The authors would like to thank Sara Barbič, Tea Glavič, Patricija Hauptman, Staša Hrženjak, Nika Keres, Nika Klemenčič, Tjaša Kotnik, Nina Movrin, Anika Pajer, Katarina Perger, Patricia Petek, and Noemi Santo for their help with data collection in step 3 (evaluation of psychometric characteristics) in Slovenia.

Disclosure statement

The authors declare that they have no known competing financial interests or personal relationships that could have appeared to influence the work reported in this paper.

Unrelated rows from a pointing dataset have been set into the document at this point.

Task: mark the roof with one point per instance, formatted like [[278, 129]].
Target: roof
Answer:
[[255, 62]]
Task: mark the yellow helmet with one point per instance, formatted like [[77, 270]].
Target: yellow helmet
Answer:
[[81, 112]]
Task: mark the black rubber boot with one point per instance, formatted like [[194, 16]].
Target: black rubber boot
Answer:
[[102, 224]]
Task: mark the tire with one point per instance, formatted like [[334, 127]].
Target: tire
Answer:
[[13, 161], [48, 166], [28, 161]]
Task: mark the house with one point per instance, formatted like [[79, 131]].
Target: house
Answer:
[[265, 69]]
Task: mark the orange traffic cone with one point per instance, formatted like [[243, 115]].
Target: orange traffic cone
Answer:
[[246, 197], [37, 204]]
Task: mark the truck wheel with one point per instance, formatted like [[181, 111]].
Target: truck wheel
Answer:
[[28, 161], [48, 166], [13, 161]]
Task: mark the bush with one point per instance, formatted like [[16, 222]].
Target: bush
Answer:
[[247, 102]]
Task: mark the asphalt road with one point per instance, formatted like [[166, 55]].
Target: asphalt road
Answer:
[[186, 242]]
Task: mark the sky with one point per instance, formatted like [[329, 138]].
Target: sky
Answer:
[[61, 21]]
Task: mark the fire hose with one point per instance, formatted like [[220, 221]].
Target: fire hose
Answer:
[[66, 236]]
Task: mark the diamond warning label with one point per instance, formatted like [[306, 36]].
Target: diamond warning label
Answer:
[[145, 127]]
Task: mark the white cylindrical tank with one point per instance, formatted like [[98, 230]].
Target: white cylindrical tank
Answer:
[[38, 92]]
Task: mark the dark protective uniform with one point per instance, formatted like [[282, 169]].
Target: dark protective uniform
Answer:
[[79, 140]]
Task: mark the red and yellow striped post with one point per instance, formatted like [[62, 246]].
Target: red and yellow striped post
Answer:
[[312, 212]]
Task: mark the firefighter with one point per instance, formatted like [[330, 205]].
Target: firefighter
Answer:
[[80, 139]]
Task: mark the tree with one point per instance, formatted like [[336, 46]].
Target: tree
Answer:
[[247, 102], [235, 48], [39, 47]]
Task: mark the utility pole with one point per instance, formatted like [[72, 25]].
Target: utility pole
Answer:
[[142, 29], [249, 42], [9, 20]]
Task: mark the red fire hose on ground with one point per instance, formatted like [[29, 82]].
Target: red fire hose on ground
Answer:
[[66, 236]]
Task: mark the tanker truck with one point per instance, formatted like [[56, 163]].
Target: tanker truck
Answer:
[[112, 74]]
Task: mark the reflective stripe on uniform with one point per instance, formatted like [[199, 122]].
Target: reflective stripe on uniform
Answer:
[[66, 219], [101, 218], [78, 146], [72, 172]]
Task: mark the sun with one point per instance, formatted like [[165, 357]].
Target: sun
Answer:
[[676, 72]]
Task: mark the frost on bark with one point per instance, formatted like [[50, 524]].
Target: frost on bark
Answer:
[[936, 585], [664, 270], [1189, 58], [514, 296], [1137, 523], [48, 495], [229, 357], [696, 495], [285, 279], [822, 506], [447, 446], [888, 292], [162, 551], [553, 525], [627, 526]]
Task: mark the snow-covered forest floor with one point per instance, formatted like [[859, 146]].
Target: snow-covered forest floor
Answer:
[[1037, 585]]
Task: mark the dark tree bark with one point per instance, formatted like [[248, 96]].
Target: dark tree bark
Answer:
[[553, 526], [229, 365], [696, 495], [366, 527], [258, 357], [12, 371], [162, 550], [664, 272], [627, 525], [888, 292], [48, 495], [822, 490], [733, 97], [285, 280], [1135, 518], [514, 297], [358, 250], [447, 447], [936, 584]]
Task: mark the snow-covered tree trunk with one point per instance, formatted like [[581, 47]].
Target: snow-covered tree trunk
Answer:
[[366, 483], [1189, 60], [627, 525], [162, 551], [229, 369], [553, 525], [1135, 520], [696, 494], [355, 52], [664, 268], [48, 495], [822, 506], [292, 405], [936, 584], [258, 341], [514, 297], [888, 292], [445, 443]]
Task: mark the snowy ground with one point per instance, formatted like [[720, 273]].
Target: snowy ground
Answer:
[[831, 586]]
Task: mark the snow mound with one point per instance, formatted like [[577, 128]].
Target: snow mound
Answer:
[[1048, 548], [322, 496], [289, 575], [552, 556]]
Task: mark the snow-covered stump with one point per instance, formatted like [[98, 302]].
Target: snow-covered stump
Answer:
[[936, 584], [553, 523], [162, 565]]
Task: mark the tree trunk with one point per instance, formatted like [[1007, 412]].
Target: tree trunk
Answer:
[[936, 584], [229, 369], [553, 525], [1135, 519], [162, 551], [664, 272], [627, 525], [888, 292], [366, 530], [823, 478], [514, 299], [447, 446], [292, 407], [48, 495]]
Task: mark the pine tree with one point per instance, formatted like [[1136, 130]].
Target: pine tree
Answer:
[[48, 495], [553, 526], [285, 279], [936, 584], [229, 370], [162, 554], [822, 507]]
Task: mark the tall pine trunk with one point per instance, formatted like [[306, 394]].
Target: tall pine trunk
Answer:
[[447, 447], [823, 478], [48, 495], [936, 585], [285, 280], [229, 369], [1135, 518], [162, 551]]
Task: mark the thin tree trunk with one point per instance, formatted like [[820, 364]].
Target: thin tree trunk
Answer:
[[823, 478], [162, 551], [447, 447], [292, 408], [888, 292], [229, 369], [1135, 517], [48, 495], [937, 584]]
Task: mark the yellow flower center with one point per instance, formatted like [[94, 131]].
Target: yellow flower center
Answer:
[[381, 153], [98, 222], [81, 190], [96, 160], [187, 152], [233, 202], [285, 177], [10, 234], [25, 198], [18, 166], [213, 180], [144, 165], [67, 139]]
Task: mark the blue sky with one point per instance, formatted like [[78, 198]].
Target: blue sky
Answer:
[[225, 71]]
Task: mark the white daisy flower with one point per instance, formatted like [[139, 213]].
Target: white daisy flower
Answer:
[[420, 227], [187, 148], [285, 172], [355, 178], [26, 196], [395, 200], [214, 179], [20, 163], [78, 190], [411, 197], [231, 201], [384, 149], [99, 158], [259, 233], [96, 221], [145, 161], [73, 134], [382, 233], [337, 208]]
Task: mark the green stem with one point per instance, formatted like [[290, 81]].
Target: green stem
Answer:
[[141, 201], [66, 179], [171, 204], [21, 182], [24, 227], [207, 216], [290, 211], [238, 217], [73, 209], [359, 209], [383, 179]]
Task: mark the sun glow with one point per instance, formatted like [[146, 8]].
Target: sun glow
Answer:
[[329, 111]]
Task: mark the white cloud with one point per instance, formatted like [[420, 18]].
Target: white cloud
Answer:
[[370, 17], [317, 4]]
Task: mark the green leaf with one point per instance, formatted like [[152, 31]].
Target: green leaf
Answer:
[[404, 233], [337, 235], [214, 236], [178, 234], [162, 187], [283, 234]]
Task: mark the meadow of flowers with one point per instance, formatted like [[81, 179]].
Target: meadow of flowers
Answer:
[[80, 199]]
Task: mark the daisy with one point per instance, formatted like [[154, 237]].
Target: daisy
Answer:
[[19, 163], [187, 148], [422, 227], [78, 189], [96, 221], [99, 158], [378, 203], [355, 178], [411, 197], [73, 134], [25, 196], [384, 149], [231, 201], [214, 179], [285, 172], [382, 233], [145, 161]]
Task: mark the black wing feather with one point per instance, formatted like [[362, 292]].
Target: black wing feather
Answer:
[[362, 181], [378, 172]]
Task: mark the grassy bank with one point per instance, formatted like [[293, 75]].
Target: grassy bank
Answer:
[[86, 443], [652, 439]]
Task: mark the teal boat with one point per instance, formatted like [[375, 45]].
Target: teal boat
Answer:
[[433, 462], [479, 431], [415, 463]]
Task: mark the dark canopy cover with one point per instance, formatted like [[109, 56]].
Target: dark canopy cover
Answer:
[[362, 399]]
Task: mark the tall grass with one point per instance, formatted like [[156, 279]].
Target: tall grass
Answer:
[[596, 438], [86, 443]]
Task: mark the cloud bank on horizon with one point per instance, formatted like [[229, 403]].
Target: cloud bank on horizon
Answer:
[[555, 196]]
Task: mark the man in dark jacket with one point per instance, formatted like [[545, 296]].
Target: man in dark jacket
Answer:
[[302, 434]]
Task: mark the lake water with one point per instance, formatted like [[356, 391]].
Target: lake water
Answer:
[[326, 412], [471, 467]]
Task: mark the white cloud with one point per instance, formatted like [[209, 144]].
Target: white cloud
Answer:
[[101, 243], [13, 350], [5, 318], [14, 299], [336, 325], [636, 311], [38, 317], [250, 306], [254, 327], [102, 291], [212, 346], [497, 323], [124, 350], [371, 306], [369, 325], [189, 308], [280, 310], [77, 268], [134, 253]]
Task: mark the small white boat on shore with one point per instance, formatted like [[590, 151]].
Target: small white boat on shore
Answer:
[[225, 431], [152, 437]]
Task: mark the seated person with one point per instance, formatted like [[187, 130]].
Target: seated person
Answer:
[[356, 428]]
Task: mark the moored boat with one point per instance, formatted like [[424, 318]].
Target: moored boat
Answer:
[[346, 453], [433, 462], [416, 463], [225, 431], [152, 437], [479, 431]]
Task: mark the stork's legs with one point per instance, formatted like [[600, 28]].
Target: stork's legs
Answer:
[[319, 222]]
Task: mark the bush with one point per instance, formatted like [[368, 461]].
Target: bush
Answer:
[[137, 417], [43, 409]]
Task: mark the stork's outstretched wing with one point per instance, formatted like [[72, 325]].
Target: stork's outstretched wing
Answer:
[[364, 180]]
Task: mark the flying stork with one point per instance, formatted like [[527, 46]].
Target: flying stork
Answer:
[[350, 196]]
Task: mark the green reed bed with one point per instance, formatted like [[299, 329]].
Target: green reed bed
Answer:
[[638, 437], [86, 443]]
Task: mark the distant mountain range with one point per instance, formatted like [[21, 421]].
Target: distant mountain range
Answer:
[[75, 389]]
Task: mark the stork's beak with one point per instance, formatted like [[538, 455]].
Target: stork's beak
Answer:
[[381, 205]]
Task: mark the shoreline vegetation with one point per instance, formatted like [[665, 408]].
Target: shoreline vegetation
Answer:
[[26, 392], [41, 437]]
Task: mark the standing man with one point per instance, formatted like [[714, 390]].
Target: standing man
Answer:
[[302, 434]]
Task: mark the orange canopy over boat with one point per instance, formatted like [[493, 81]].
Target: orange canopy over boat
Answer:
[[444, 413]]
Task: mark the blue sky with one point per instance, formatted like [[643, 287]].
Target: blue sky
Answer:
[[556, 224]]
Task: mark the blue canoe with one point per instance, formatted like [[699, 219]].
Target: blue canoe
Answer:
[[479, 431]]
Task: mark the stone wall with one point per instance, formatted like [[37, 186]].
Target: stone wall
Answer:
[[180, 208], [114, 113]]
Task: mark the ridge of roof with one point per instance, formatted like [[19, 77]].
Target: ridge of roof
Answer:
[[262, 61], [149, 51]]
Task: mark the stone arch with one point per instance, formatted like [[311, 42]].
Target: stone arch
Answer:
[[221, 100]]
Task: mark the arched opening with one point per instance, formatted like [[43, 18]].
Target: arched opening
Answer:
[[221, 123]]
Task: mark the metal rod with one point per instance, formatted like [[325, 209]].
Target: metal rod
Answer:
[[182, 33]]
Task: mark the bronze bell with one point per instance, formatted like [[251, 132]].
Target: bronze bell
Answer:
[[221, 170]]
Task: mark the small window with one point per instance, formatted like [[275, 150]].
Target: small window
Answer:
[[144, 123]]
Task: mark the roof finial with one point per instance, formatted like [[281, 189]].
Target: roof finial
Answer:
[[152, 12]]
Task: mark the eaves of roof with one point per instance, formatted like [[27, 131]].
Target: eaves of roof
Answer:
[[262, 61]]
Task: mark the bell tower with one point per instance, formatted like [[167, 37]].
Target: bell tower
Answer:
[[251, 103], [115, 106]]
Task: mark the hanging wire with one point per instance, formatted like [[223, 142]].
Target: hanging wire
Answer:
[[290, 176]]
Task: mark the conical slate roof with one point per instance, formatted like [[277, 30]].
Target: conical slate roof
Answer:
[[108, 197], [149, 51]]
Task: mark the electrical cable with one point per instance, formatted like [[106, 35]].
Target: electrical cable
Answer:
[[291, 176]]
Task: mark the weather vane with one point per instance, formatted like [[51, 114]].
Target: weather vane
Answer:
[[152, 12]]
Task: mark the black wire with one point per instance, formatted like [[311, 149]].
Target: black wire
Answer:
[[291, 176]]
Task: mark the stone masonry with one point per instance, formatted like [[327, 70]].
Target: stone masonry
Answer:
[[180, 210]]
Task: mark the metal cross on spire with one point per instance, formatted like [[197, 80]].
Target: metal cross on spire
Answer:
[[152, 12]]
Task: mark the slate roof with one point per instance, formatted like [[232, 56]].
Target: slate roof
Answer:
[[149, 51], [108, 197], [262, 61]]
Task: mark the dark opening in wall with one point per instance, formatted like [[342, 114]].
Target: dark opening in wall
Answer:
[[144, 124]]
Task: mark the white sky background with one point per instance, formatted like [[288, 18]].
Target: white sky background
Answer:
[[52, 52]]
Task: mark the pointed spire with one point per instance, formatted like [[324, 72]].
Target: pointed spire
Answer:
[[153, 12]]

Data availability statement

Data will be made available on request.

Additional information

Funding

The authors declare that financial support was received for the research, authorship, and/or publication of this article. This research was funded by the project ‘SOLARIS: Strengthening democratic engagement trough value-based generative adversarial networks’ that has received funding from the European Union’s Horizon Europe research and innovation program (GA No. 101094665). The content of this paper does not reflect the official opinions of the funders or any other institution. The responsibility for the information and views expressed herein lies entirely with the authors.

Notes on contributors

Nejc Plohl

Nejc Plohl is an assistant professor at University of Maribor’s Department of Psychology. He obtained his PhD in psychology in 2023. His research focuses mainly on trust in science and technology, and discovering the diverse opportunities and risks of new technology, including its’ role in spreading misinformation.

Izidor Mlakar

Izidor Mlakar is a research associate at the University of Maribor’s Faculty of Electrical Engineering and Computer Science and the principal investigator of the HUMADEX research group. His research focuses on human-centric development, AI, embodied conversational agents, and user experience. He leads activities in multiple Horizon and national research projects.

Letizia Aquilino

Letizia Aquilino is a PhD candidate at Universita Cattolica del Sacro Cuore. Her research focuses on trust in human-robot interaction and AI systems. She is involved in the European project SOLARIS, analyzing risks and opportunities of generative AI. She earned her Master’s degree in Developmental Psychology in 2022.

Piercosma Bisconti

Piercosma Bisconti is the project leader of the European standard “AI Trustworthiness Framework,” which will support compliance with the EU AI Act. He is a researcher at the National Interuniversity Consortium for Computer Science and a co-founder of DEXAI – Artificial Ethics. He obtained a PhD from the Scuola Superiore Sant’Anna, and has published numerous works related to artificial intelligence and robotics.

Urška Smrke

Urška Smrke is a research associate at University of Maribor’s Faculty of Electrical Engineering and Computer Science, involved in various Horizon and national projects. With a background in psychology and a PhD in social sciences methodology, hear research focuses on social sciences methodology and applied psychology.